In [1]:
import pandas as pd
import matplotlib.pyplot as plt
from PIL import Image
import os
import re
from typing import Dict, List, Tuple
import numpy as np # Added numpy just in case it's used elsewhere

# Suppress warnings that may arise during plotting/stitching
import warnings
warnings.filterwarnings("ignore")


A module that was compiled using NumPy 1.x cannot be run in
NumPy 2.2.6 as it may crash. To support both 1.x and 2.x
versions of NumPy, modules must be compiled with NumPy 2.0.
Some module may need to rebuild instead e.g. with 'pybind11>=2.12'.

If you are a user of the module, the easiest solution will be to
downgrade to 'numpy<2' or try to upgrade the affected module.
We expect that some modules will need time to support NumPy 2.

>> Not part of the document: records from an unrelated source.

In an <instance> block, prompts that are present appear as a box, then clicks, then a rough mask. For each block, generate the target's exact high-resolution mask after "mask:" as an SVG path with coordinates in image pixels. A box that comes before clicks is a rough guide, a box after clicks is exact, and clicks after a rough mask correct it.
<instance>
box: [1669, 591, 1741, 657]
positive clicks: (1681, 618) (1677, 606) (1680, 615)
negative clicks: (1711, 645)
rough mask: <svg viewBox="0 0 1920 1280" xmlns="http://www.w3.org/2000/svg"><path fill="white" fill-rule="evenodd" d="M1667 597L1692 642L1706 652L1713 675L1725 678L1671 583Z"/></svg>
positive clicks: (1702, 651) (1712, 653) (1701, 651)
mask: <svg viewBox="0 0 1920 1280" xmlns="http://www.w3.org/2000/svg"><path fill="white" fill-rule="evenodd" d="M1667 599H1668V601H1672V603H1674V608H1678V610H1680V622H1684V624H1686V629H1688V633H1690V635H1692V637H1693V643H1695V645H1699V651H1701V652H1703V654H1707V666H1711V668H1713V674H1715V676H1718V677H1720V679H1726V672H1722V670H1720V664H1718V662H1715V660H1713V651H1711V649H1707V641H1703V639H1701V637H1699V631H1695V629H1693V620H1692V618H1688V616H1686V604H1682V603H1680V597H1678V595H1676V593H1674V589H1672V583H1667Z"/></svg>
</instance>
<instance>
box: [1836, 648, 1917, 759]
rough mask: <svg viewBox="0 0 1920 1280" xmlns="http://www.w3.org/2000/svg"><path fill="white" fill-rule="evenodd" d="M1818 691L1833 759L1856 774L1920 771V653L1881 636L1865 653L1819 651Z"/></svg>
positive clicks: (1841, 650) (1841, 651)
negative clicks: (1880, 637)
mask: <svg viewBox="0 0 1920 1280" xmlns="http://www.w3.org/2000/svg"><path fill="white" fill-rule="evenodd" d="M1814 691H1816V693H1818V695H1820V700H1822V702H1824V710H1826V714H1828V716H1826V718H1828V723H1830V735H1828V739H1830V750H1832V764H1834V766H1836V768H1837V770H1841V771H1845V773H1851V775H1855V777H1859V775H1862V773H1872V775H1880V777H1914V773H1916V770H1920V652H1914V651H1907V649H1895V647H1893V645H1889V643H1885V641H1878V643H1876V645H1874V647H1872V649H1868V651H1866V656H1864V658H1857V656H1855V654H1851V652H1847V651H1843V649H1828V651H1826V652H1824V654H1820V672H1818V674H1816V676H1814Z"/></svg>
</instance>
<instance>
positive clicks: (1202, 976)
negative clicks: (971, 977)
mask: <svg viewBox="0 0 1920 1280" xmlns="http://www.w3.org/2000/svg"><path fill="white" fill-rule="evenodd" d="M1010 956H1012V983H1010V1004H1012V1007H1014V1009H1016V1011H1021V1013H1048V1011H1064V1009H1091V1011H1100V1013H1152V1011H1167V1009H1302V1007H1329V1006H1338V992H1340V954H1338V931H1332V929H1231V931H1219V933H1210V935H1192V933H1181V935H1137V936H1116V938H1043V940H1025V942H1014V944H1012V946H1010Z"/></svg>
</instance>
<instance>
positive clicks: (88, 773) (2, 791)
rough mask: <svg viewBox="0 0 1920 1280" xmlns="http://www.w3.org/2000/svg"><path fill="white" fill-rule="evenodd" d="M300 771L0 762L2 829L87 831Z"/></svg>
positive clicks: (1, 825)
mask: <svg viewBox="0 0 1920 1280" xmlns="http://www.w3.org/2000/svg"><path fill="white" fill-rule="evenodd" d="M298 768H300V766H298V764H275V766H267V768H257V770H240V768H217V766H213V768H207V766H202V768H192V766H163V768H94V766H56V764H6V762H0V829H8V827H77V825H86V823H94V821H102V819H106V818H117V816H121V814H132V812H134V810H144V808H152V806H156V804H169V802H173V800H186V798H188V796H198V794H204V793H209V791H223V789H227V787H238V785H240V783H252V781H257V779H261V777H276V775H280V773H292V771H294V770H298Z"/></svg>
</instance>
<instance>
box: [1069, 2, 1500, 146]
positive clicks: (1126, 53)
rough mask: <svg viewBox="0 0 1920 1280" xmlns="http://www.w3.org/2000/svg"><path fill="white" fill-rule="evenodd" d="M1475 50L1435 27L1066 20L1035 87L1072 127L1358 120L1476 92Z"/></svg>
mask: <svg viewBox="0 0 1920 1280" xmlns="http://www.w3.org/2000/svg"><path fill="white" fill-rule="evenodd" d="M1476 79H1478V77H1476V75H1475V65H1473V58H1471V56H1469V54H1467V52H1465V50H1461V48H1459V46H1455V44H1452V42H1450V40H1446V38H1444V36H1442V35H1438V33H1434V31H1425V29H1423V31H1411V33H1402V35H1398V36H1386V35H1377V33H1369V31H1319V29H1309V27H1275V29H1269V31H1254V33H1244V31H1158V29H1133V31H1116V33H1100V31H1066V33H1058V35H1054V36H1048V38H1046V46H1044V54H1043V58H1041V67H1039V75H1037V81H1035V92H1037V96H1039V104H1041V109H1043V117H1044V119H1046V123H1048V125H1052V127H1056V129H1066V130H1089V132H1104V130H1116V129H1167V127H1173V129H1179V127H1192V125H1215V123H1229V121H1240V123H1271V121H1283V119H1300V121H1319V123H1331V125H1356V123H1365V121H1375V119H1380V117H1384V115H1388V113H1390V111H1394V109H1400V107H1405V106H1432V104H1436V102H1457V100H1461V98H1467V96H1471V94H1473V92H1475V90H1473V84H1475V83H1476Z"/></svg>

Traceback (most recent call last):  File "/Users/khangphan/.pyenv/versions/3.10.5/lib/python3.10/runpy.py", line 196, in _run_module_as_main
    return _run_code(code, main_globals, None,
  File "/Users/khangphan/.pyenv/versions/3.10.5/lib/python3.10/runpy.py", line 86, in _run_code
    exec(code, run_globals)
  File "/Users/khangphan/.pyenv/versions/3.10.5/lib/python3.10/site-packages/ipykernel_launcher.py", line 18, in <module>
    app.launch_new_instance()
  File "/Users/khangphan/.pyenv/versions/3.10.5/lib/python3.10/site-packages/traitlets/config/appl

AttributeError: _ARRAY_API not found

1. Global Definitions

In [2]:
# --- Global Configurations ---
# Define directory paths ( Để lấy dữ liệu của participant và save vào mục file chứa file xử lý png của participants)
DATA_DIR: str = '../Processed_data_shrink'
OUTPUT_BASE_DIR: str = './image list'
ACTIVITY_OUTPUT_FILE: str = 'overlaid_chronological_activities.png'

# Define Activity Labels 
LABEL_MAP: Dict[int, str] = {
    1: 'jogging', 2: 'jogging (rotating arms)', 3: 'jogging (skipping)',
    4: 'jogging (sidesteps)', 5: 'jogging (butt-kicks)', 6: 'stretching (triceps)',
    7: 'stretching (lunging)', 8: 'stretching (shoulders)', 9: 'stretching (hamstrings)',
    10: 'stretching (lumbar rotation)', 11: 'push-ups', 12: 'push-ups (complex)',
    13: 'sit-ups', 14: 'sit-ups (complex)', 15: 'burpees',
    16: 'lunges', 17: 'lunges (complex)', 18: 'bench-dips',
    19: 'Not recognized'
}
# Creates the inverse map: Activity Name -> Code
INVERTED_LABEL_MAP: Dict[str, int] = {v: k for k, v in LABEL_MAP.items()}

2. Activity Plotting

In [3]:
# --- Generic Helper Functions ---

def _prepare_activity_data(df: pd.DataFrame) -> pd.DataFrame:
    """Helper function to clean and prepare the 'label' column for plotting."""
    if df['label'].dtype == object:
        df['label'] = df['label'].map(INVERTED_LABEL_MAP)
    df['label'] = pd.to_numeric(df['label'], errors='coerce')
    return df.dropna(subset=['label'])


def _plot_overlaid_activity(df_train: pd.DataFrame, df_test: pd.DataFrame) -> str:
    """Generates a single plot showing training and test activities overlaid (sensor-agnostic)."""
    
    df_train_plot = _prepare_activity_data(df_train.copy())
    df_test_plot = _prepare_activity_data(df_test.copy())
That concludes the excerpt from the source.